The following statement best describes what?

‘Beneficial effect of phase 2 is maximal when it completely removes the charge delivered by phase 1’.

Answer 54

Charge Burping / Charge Balancing.

Question 55

Is charge burping less or more likely to induce arrhythmia?

Answer 55

Less.

The point is to absorb initial energy and return membrane to 0mV. Thus charge burping is less arrhythmogenic.

Question 56

True / False

Post shock virtual electrodes launch new wavefronts towards the physical shock anode.

Answer 56

True.

Question 57

True / False

Anodal shocks produce expanding, pro-arrhythmic wavefronts away from the physical cathode toward a virtual cathode.

Answer 57

False.

RV anodal shock = post-shock virtual cathodal electrodes = collapsing, self extinguishing wavefronts

Question 58

True / False

With regards to shock electrode programming.
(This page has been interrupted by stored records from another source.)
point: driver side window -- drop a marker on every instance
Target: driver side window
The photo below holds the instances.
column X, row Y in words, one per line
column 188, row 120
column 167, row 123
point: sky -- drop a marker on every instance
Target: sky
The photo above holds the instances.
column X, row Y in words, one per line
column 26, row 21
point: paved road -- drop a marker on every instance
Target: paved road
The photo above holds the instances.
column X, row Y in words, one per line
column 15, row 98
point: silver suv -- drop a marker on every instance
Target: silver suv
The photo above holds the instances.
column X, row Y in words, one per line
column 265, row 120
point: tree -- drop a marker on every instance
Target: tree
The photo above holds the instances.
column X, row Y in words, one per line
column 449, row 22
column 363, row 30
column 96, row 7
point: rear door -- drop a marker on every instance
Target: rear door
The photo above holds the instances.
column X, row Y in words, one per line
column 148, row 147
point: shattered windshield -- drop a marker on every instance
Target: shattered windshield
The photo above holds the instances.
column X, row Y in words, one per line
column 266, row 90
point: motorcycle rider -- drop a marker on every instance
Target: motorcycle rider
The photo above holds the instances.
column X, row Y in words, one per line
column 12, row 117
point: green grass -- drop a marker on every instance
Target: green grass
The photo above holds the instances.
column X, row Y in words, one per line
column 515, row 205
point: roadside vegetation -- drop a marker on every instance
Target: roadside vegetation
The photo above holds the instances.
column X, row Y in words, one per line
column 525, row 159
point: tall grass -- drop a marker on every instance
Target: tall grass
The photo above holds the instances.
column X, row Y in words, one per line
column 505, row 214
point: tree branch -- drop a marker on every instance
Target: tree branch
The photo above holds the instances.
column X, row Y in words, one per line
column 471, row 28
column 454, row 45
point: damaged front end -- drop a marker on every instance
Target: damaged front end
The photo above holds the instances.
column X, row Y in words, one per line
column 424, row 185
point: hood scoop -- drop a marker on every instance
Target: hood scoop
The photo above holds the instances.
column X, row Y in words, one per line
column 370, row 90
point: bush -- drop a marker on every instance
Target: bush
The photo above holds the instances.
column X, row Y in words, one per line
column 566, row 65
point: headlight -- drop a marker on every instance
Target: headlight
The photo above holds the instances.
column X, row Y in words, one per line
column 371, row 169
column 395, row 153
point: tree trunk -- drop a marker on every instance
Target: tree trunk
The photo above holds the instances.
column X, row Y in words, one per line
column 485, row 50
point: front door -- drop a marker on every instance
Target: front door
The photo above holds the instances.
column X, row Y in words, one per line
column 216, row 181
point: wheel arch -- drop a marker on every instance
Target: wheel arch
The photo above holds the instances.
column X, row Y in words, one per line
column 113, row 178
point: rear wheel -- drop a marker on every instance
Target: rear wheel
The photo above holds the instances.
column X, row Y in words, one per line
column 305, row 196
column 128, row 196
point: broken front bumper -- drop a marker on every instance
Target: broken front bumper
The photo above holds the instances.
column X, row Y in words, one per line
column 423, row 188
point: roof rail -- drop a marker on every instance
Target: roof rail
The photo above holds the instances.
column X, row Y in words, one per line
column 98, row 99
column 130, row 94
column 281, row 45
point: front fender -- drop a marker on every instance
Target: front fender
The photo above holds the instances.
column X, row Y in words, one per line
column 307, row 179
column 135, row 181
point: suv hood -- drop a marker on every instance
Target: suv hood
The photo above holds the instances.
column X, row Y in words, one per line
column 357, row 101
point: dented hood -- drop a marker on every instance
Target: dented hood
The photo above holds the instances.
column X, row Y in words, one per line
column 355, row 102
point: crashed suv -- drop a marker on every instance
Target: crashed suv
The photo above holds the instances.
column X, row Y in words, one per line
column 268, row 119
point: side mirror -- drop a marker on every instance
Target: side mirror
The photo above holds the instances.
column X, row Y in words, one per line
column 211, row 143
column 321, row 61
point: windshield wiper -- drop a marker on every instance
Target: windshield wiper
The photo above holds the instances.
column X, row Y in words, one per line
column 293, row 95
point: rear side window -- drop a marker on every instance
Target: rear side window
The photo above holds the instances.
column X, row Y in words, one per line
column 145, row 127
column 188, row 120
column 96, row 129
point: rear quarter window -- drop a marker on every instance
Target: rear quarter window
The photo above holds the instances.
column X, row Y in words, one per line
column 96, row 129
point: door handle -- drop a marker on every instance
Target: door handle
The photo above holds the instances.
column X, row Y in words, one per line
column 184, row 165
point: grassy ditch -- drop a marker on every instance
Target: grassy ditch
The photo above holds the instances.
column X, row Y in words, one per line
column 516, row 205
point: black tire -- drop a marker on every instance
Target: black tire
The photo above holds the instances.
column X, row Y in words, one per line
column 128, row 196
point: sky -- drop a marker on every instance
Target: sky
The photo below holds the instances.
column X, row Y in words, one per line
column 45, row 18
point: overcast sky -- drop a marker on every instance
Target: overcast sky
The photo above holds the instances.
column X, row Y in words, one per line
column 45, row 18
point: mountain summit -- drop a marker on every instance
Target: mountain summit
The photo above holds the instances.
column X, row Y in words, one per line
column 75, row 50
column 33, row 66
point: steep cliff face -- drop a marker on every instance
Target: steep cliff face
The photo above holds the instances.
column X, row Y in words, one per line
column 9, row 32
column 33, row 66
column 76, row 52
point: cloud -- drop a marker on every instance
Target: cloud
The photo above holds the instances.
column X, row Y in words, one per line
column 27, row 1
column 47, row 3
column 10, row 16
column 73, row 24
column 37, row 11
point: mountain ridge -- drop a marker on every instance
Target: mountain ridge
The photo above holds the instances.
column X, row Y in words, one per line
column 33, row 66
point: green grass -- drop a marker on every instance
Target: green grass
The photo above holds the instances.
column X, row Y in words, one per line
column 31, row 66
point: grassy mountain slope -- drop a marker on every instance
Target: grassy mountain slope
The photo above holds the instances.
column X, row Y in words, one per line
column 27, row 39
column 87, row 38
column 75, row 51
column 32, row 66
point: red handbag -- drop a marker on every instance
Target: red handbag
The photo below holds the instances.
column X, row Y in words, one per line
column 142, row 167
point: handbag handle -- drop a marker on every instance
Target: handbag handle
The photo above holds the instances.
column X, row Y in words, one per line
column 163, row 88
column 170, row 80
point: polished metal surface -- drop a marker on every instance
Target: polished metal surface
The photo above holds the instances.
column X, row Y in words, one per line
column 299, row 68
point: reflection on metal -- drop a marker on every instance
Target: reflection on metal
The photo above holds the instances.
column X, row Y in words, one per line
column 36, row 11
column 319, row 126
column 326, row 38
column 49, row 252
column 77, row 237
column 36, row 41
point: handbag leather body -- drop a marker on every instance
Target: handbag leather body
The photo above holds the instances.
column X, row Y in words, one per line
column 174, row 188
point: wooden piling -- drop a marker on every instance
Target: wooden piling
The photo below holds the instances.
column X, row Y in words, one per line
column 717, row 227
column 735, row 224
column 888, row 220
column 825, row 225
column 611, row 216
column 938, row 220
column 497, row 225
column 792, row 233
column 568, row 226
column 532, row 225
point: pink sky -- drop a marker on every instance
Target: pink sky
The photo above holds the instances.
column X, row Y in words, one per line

‘RV cathode produces expanding, proarrhythmic wavefronts, whereas a RV anode produces collapsing, self-extinguishing wavefronts’.

Answer 58

True.

RV Cathode is demonstrably more proarrhythmic.

Question 59

ICD charge delivered is the relationship between _______.

Answer 59

Initial voltage vs. final voltage on capacitor.

Question 60

Parallel / Series

How are capacitors charged and discharged?

Answer 60

Charged in parallel

Discharged in series

Question 61

How do DR ICD leads help prevent far field ventricular over sensing?

Answer 61

Short intra-electrode spacing.

Question 62

Why isn’t ATP a feature on pacemakers, only ICD’s?

Answer 62

ATP has potential to accelerate arrhythmias into faster, more chaotic rhythms where defibrillation is the only solution. Pacemakers lack the ability to defbrillate.

Question 63

The following statement best describes which ATP pattern?

‘All pacing intervals within a sequence are the same cycle length’.

Answer 63

Burst ATP.

Question 64

The following statement best describes which ATP pattern?

‘Pacing intervals within a sequence feature continuously decremented cycle lengths’.

Answer 64

Ramp ATP.

Question 65

The use of advanced SVT differentiation algorythms effectively:

1. Increases sensitivity / Decreases specificity
2. Decreases sensitivity / Increases specificity

Answer 65

2 - Decreases sensitivity / Increases specificity.

Makes the device less sensitive to all arhythmias but makes it more accurate at observing only the arrhythmias it needs to.

Question 66

What is the normal shock impedance range for an ICD lead?

1. 10-99 ohm
2. 150-300 ohm
3. 500 - 1500 ohm
4. 1000 - 2000 ohm

Answer 66

1 - 10-99 ohm.

Question 67

True / False

The following requires a high output device.

‘Patient has x4 35J shocks fail to terminate VF - shocks are biphasic with alternating polarities’

Answer 67

False - safety margin is too low. High output devices max out at ~45J.

Implantation of a subcutaneous array would give the necessary safety margin and should be implanted.